Sabin Howard the man was born in 1963 in New York. But Sabin Howard the sculptor was born precisely at 4 p.m. on October 22, 1982.
“That was the moment I decided to become an artist. I was working in a cabinet-making shop, and I called my dad and told him. He said, ‘How long is this going to last?’ So far, it’s lasted 42 years.” Then 19, Howard did not know how to draw and was unfamiliar with the procedures of the art world. He called an art school to ask about requirements. “They said I needed a portfolio, but I didn’t know what a portfolio was,” he recalled.
With his dedication to the Renaissance and figurative art came certain core values. “There are values that govern what art is,” Howard explained. “Art comes from experience, and experience is driven by the divine nature of how the universe is assembled. The artist takes something that stems from that sacred element and that shows something representative of our potential as human beings.”
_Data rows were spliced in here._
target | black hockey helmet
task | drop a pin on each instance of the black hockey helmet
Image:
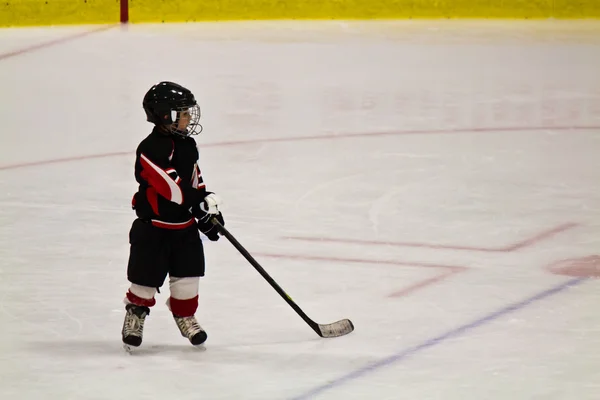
(165, 102)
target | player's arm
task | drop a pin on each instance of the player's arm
(159, 173)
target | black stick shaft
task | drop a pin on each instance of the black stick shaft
(265, 275)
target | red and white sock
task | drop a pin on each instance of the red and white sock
(140, 295)
(184, 296)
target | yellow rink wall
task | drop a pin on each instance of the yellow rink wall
(58, 12)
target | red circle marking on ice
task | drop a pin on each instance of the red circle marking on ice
(588, 267)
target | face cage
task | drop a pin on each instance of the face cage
(193, 128)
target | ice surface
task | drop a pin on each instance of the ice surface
(442, 166)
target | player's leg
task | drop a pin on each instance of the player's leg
(186, 268)
(146, 270)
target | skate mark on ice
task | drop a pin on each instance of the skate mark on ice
(316, 137)
(54, 42)
(448, 270)
(528, 242)
(411, 351)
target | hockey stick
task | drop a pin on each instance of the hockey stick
(335, 329)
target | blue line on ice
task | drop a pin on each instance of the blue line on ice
(403, 354)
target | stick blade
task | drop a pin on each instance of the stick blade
(336, 329)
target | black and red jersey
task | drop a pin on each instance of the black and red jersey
(170, 181)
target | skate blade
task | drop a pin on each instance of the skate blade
(128, 348)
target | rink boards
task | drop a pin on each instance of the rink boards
(60, 12)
Howard’s earliest works were sculptures of ancient deities such as Hermes and Aphrodite. In 2011 came the work Howard was convinced would bring him to the art world’s attention. “It was called ‘Apollo,’ a male nude that took 3,500 hours and two models. I thought I had made something comparable to the works of the Italian Renaissance.”
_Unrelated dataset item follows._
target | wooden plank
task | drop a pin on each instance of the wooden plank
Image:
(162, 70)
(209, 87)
Howard began work on the sculpture in January 2016, completing it eight and a half years later.
“Those years were dedicated to meetings with the commission and to 25 different iterations of the sculpture. Then came a 10-foot maquette and then another 5-foot version which became the final, green-lighted project. It was a battle,” he said.
One member of the commission suggested that Howard look at Henry Shrady’s bronze statue of Ulysses S. Grant, unveiled in 1924, located at the base of Capitol Hill. “I saw it and liked it and thought, ‘That’s a template I could follow,’” Howard recalled.

Howard called “A Soldier’s Journey” “a break from making sculpture for elites and governments.” His intention was for anyone to be able to connect with it. “An eighth grader with no interest in art will be fascinated by this movie-in-bronze that unfolds as you walk from left to right.”
At the start, we see a man saying goodbye to his wife and daughter as the daughter hands him his helmet. We move to the right and see him engaged in fierce combat, while men around him are killed, wounded, and gassed. We then see the solemn aftermath of battle, and the return home to wife and daughter.
As the action moves from left to right, the face of the protagonist changes to reflect the different races and ethnic groups that contributed to the war effort.
Howard’s wife, novelist Traci Slatton Howard, pointed out to him that the implied story of the sculpture parallels the “hero’s journey” story that is universal to the human experience.
Howard compares completing the enormous sculpture after nearly a decade of continuous work to “traveling at 90 miles an hour and then suddenly coming to a stop.” When he finished, he didn’t know what to do next, so he wrote a 750-page book about the experience.
He sees “A Soldier’s Journey” as the spear-tip of a potential shift from abstract to figurative sculpture and is not reticent to make his position clear: “Schools, art critics, galleries, and museums are arrogant and ignorant of what art is.”
To correct that, Howard believes we must re-connect with the divine that is inherent in human nature.